December is the most difficult month I know of, for the majority of gay men and lesbians. Gay men and women everywhere seem to be in emotional high-gear, feeling more sensitive, more defensive, and more reactive to, well, just about anything and everything. With more holidays looming around the corner, gay men and lesbians everywhere are faced with decision after decision to define, or not define, their life and their family.
The top three gifts you can give yourself are:
Many gay men and lesbians opt to prioritize the feelings of others over their own feelings. To accept yourself requires that you allow yourself, your feelings, and your life to matter more than your fear of rejection of others, your fears of social disapproval, and most importantly your fears of parental disappointment. Every choice you make that discounts how you feel, what matters to you, and who you are, will chip away at the integrity of your being, one piece at a time. As you make your decisions for the holidays this year - be sure to actually factor in WHAT YOU WANT, HOW YOU FEEL, and WHAT IS TRUE for you. After all, you matter too, you know.
2. LIVE YOUR TRUTH
In order to achieve real intimacy you must be known. To be known, you must be true. BE willing to reveal yourself to the world. (Speaking figuratively, of course - keep your clothes on).
If you present yourself as other than you truly are, then you can expect to experience relationships that are built on that same facade. You can not build a strong foundation on anything less than what is real and true. If you were to build a house, you could not do so on block-shaped foam that is painted to look exactly like concrete blocks. Eventually the foam blocks will falter under the pressure that is placed on them.
All you have to offer is who you are. If you are not that, then your offerings are empty. You must protect your truest self above all else. For, without yourself, you have nothing. When you behave in ways that contradict that in which you believe, your values, morals and principles, you will eventually grow discontented, unhappy, and even shame-filled.

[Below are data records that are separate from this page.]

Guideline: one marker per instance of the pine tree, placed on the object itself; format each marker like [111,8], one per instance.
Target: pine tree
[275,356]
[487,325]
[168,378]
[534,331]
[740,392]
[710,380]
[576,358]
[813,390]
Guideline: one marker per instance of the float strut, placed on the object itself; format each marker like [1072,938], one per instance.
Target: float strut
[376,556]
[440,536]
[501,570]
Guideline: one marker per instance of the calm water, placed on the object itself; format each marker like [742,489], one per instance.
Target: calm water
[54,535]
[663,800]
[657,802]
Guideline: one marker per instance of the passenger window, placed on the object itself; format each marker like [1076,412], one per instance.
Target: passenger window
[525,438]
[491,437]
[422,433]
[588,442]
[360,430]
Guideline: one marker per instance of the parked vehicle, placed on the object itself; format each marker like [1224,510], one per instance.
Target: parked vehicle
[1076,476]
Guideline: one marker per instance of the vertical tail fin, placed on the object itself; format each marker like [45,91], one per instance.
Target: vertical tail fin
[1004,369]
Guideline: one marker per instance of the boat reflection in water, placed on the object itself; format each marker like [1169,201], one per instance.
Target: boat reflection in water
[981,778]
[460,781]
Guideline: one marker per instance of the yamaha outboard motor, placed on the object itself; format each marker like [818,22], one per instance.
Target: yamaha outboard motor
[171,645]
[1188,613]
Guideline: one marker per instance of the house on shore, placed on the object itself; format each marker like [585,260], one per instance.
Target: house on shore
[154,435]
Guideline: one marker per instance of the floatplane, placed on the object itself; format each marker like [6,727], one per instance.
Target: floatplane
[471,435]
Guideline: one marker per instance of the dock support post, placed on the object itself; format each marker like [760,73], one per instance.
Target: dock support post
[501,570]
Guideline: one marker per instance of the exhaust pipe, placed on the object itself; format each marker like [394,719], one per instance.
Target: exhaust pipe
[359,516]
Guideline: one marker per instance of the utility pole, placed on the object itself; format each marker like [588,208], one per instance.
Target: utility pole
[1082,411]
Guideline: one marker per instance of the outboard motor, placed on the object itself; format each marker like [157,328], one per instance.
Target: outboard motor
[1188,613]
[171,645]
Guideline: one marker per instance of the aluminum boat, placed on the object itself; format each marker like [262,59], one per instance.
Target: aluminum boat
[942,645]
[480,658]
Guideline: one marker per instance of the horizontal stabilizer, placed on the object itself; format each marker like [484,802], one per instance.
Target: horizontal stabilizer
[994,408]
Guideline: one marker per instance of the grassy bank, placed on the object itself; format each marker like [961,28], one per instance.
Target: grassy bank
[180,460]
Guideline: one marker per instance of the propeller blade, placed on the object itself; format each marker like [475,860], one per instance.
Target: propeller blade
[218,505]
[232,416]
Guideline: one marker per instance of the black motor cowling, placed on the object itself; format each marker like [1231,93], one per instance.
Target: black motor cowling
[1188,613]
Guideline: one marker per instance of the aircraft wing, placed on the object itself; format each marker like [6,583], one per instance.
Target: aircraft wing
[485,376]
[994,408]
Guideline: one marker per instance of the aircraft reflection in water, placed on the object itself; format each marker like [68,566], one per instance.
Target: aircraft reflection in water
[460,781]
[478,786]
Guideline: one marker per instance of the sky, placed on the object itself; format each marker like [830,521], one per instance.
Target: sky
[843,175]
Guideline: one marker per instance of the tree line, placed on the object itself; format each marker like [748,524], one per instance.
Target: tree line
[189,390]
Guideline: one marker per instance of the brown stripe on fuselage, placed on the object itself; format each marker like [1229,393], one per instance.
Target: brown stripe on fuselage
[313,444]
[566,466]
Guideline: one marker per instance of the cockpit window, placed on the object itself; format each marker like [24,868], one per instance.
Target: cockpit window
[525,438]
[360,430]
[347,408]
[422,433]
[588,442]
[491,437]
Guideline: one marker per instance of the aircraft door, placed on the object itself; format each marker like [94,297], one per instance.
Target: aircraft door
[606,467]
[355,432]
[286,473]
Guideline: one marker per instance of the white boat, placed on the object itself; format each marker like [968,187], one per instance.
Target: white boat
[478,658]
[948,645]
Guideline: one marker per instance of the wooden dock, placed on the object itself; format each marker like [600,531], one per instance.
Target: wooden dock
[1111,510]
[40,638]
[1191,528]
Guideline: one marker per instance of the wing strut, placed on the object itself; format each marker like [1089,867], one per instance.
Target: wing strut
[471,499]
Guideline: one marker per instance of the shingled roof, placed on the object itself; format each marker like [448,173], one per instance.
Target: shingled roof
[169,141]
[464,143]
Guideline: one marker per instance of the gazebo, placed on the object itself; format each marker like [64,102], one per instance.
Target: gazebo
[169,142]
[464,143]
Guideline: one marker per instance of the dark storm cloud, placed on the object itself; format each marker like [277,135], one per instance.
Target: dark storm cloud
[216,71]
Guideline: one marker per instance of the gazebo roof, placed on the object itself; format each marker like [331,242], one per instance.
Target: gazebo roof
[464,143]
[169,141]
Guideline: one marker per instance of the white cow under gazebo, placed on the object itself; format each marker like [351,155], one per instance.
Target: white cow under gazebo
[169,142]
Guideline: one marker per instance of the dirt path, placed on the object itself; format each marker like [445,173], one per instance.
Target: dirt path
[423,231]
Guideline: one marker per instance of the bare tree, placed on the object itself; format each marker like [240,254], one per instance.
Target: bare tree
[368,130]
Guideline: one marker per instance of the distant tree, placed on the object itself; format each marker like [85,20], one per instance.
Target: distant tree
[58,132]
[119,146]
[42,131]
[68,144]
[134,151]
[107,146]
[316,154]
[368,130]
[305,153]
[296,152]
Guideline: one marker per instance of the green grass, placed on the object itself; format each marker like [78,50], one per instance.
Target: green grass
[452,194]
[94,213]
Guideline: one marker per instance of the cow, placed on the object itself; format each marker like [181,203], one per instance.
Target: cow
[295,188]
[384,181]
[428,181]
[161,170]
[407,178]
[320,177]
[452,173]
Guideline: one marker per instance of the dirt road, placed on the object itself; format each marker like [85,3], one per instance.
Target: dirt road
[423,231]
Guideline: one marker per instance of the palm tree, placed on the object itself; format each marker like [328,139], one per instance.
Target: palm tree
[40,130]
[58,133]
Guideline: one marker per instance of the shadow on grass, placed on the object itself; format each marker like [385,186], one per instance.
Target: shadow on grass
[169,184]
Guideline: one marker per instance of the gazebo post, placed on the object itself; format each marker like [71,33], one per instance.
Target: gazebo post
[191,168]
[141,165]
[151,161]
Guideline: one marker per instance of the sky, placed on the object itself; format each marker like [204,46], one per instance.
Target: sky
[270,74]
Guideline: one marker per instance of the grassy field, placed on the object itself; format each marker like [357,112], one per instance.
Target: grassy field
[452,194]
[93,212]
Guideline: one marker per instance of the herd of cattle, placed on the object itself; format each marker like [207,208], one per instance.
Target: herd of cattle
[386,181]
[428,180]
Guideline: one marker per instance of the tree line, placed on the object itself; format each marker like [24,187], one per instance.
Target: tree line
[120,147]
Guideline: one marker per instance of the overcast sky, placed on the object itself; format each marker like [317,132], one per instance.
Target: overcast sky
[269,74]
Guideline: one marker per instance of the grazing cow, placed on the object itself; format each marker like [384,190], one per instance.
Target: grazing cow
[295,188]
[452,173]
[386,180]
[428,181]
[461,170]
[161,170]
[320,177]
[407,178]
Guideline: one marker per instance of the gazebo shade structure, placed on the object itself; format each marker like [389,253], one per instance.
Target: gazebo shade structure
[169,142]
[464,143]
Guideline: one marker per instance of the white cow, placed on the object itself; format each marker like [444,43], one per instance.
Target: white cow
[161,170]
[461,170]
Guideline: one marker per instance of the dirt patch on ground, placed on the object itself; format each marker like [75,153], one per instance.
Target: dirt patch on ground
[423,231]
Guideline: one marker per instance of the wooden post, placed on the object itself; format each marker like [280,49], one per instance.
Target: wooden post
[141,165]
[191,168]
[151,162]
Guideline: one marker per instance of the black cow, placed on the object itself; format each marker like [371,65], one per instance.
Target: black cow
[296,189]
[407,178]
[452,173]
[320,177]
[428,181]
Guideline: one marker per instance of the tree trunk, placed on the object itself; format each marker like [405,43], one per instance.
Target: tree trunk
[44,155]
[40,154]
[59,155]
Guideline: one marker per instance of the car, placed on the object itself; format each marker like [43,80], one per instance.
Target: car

I read on a classroom wall years ago that, "Courage is not the absence of fear, it is doing something despite your fear." This stuck with me. If I could package up courage and hand out gift-bags of it to every gay man and lesbian I know, I would. Most gay men and women I know, who are not comfortable in their lives, are frozen in fear. Fear of rejection. Fear of disapproval. Fear of judgment. Fear of being laughed at or made fun of like they were when they were 9. Fear of losing jobs. Fear of losing friends. Fear of fear of fear of fear. While I do not want to suggest that these fears are unfounded, and in some cases even important and responsible for our safety and well-being; I do want to suggest that we be honest about which fears keep us safe and which fears keep us stuck. The final gift I encourage you to give yourself this holiday season is to allow yourself to live safely courageously.
Take risks - it is the only way we ever grow.